Julián Ibáñez (Santander, 1940) recibirá hoy en Salamanca el premio Pata Negra por Gatas salvajes, (Cuadernos del Laberinto, 2015, en una exquisita edición), una extraordinaria novela negra protagonizada por Bellón, un personaje duro, acerado, que se mueve con absoluta holgura entre el lumpen metropolitano madrileño y la ética hard-boiled americana.
En esta ocasión Bellón sobrevive como siempre haciendo trabajos en los límites de la legalidad: vigilando prostitutas de calle dos veces a la semana, cobrando alquileres o deshauciando a los que no pagan, haciendo de guardaespaldas ocasional en todo tipo de chanchullos e incluso informando a la policía. Todo lo que le permita ganarse un billete le sirve. Y nadie sabe como él cuánto cuesta conseguir ese jodido billete.
Entre las chicas con plástico por colchón y estrellas por techo de esa periferia de Madrid en la que el personaje se mueve como pez en el agua –y concretamente en Móstoles- hay una rumana muy joven, Ángela. Y ella es la excusa de la novela. La chica contrata a Bellón para un viaje a un pueblo de Burgos y luego todo se complica como sólo se complican las cosas en las novelas de Julián Ibáñez.
Lo que fascina de la escritura de Ibáñez es la convicción que tiene para mostrarnos que cualquier ciudad, cualquier escenario es digno para salir en una novela negra. En sus libros lo que aparecen son tipos humanos en el límite que abundan mucho más de lo que nos creemos: padres de familia buscando mamadas al aire libre; recolectores de cobre robado de catenarias, fábricas y cualquier otro buen sitio que se precie; polis corruptos que explotan a chicas en clubes o asfaltos cualquiera; chicas con miedo que venden su cuerpo porque el alma ya la tienen hipotecada; propietarios de bares de medio pelo; propietarias de pensiones infectas. La marginalidad tiene un cronista de primer orden que expone pero que no juzga, que muestra pero que deja que sea el lector quien acuse sus golpes al hígado, castigando como los grandes púgiles.

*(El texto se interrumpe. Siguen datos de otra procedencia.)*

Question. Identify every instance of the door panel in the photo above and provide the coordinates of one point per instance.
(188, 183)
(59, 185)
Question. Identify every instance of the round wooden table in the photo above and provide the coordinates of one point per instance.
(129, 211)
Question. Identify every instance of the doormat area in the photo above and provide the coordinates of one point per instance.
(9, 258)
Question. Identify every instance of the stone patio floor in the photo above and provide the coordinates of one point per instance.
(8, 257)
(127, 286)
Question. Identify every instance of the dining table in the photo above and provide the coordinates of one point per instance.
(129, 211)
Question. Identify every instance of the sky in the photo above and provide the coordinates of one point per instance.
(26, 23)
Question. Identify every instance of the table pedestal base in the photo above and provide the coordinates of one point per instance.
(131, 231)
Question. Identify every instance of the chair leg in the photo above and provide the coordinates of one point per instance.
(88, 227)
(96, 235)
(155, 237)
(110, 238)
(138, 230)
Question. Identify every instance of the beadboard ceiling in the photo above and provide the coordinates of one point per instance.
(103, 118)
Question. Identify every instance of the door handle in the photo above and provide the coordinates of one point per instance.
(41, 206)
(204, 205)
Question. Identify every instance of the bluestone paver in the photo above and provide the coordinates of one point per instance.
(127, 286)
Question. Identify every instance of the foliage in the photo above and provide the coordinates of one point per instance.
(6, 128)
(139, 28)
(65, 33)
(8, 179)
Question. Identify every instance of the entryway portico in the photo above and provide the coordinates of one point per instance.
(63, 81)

Una primera persona muy eficaz que en algún momento genial se desdobla en tercera para hablar de Bellón casi en una perspectiva mayestática; unos diálogos tremendamente buenos; la dosis de violencia justa pero brutal (es tanto más efectivo y doloroso ese apretón en el pecho de una prostituta cuando la interroga que no la sangre a borbotones últimamente habitual en el género) y una eficacia en la desnudez del lenguaje, convierten a Julián Ibáñez en el mejor escritor de género negro vivo de España conformando la santísima trinidad con Andreu Martín y Juan Madrid. Pero Ibáñez es único porque en sus novelas uno tiene la sensación de estar recorriendo cualquier ciudad del medio oeste americano de los clásicos del noir. Ibáñez suena a Chester Himes, a James M.Cain, a Chandler, a Jim Thompson. Julián Ibáñez domina como nadie la técnica literaria, la esencia pura de las historias bien contadas. Sus novelas tienen Seats, Peugeots, Renaults. No hace falta saber los modelos. Sus novelas tienen personajes y sus novelas tienen aquel aire de Hemingway de los relatos breves y su teoría del iceberg: “el relato es el 10% emergido del iceberg, el 90% sumergido está implícito pero lo tienen que construir los lectores”. Y eso es lo que hace grande a Ibáñez, que trata a sus lectores como tipos inteligentes capaces de completar los silencios elocuentes que llegan después de los maullidos de las gatas salvajes.
SEBASTIÀ BENNASAR
Gatas Salvajes.
Julián Ibáñez
Cuadernos del Laberinto
2015.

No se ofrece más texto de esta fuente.